Pre-flight is a permanent fixture. In Experiment 3, review agents failed on first attempt every time. Zero first-attempt pass rate. Both failures were deterministically checkable: missing imports, type errors. Adding tsc --noEmit before the review agent ran eliminated both. Pre-flight is now part of every pipeline run. The remaining scope question: in Experiment 5, tsc passed on code with a runtime logic error. A || operator split across lines by the edit tool, invisible to the compiler. Deterministic pattern checks for common edit-tool artifacts are candidates for additional pre-flight steps; false-positive rate is unmeasured.

Parallel decomposition of shared-state code is not worth it. Quantified above: 16-point coordination floor, additive with information asymmetry.
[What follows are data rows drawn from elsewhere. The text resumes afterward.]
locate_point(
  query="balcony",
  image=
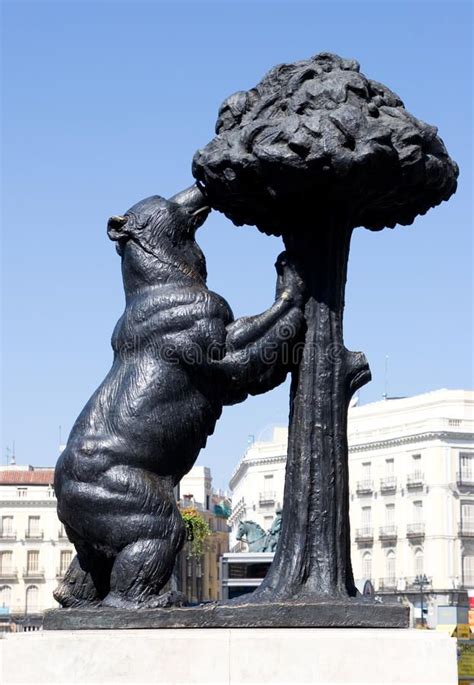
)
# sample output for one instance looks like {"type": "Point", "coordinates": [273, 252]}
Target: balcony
{"type": "Point", "coordinates": [33, 573]}
{"type": "Point", "coordinates": [7, 535]}
{"type": "Point", "coordinates": [465, 479]}
{"type": "Point", "coordinates": [415, 531]}
{"type": "Point", "coordinates": [388, 533]}
{"type": "Point", "coordinates": [34, 534]}
{"type": "Point", "coordinates": [412, 584]}
{"type": "Point", "coordinates": [365, 487]}
{"type": "Point", "coordinates": [267, 497]}
{"type": "Point", "coordinates": [415, 480]}
{"type": "Point", "coordinates": [388, 484]}
{"type": "Point", "coordinates": [387, 584]}
{"type": "Point", "coordinates": [364, 535]}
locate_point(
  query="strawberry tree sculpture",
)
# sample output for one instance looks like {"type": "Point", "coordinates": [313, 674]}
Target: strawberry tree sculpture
{"type": "Point", "coordinates": [315, 150]}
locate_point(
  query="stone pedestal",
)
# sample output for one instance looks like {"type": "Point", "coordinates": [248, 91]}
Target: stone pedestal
{"type": "Point", "coordinates": [229, 656]}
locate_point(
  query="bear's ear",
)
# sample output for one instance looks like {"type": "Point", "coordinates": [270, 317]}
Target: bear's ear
{"type": "Point", "coordinates": [116, 227]}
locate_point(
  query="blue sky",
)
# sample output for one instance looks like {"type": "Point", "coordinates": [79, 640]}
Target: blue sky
{"type": "Point", "coordinates": [104, 103]}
AST conflict detection doesn't move it. Spec completeness does. Parallel workers on independent modules remain viable; parallel workers on the same class or shared state are not.

Open questions

  • Human-in-loop placement. One debugging session: the breakthrough came from the user asking a direct question. Not from delegation. Three wrong hypotheses. User intervened. Fixed. We have no pattern for "agent requests human input at step N" that doesn't break autonomous flow. Where should the intervention threshold sit? No data.

  • Pipeline crash recovery. Worker dies mid-task, progress is lost. Context reset between workers is a feature. But it means no checkpoint within a task. CC's PreCompact/PostCompact hooks address orchestrator memory loss, not worker crashes. Checkpointing is undesigned. The experiment: write worker state to .pi/pipeline-state/ after each phase, test recovery from simulated kills. Mutated by Ralph-loop convergence (May 2026): the pattern question is settled — four independent implementations now agree on fresh-context-per-iteration plus external-memory-in-files plus git-rollback-per-attempt. What's open for our pipeline is implementation choice, not pattern discovery. lopi is a usable reference architecture; the remaining decision is whether in-task retry buys us more than respec-from-clean-slate at our task shape.